After completing seven years of undergraduate and graduate study in Fine Art,
Thomas earned his final degree in Printmaking from the State University of New York at Albany. However, he had become more and more involved in applying printmaking processes to working glass so that the major works of his Graduate Thesis Exhibition were sculptural — employing large acid-etched glass panels. This lead him to open a studio/gallery in New England during the latter part of the 1970s.

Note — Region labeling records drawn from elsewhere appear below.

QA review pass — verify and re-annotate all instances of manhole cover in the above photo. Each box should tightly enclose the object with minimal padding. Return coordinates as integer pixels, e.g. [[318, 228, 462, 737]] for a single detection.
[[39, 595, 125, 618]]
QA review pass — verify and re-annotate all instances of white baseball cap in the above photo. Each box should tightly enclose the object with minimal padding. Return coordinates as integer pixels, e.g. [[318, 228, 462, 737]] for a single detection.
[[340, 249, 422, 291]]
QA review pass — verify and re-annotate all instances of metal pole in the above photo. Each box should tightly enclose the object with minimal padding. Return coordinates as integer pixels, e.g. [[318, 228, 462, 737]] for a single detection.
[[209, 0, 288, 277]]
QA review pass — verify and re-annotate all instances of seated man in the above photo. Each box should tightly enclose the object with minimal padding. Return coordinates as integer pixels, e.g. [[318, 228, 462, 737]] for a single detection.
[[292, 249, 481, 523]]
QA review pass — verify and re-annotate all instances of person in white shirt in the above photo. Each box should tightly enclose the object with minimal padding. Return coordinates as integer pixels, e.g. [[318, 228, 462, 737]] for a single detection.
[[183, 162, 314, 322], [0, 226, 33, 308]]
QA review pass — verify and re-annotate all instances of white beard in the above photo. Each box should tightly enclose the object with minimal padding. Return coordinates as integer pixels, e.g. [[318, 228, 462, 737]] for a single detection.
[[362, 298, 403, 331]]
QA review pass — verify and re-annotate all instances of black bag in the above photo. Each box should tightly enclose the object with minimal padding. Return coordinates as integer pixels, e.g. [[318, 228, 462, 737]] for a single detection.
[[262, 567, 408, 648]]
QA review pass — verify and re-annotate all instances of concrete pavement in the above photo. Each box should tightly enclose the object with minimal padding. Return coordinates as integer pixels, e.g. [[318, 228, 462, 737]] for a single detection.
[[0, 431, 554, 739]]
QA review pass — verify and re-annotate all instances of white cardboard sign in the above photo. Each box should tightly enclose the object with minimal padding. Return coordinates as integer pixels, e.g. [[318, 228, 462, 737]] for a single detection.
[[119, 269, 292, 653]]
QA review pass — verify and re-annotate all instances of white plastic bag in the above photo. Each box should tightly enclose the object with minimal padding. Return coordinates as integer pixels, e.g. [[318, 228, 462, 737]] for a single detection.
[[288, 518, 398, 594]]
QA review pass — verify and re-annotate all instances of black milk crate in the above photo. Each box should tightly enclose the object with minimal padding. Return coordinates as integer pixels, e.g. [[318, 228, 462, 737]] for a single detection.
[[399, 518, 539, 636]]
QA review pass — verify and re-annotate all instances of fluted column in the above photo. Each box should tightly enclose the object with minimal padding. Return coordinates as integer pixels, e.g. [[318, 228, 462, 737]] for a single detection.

The Kite home in Panama City is filled with glass artwork, including miniature Greco-Roman “helmets,” stained window art, sculpture, digital art and “the magic game table.” These are expressions of Thomas’ immersion first in mastering various glass cold-working techniques and then in combining glass and other media such as stone and metal into more three dimensional expression. He has created hundreds of works, completed numerous private and commercial commissions, and was represented for several years by Hobe Sound Galleries North, part of Midtown Payson Galleries in New York.
Thomas began developing PeltaPeeps in 2016 when “a number of things all fell into place,” he said. “As a kid playing games, I loved the tactile immersive experience of playing with objects that were truly magical, imbued with all my imagination could conjure up. So that’s were I’m headed now — where art is play and play is art.”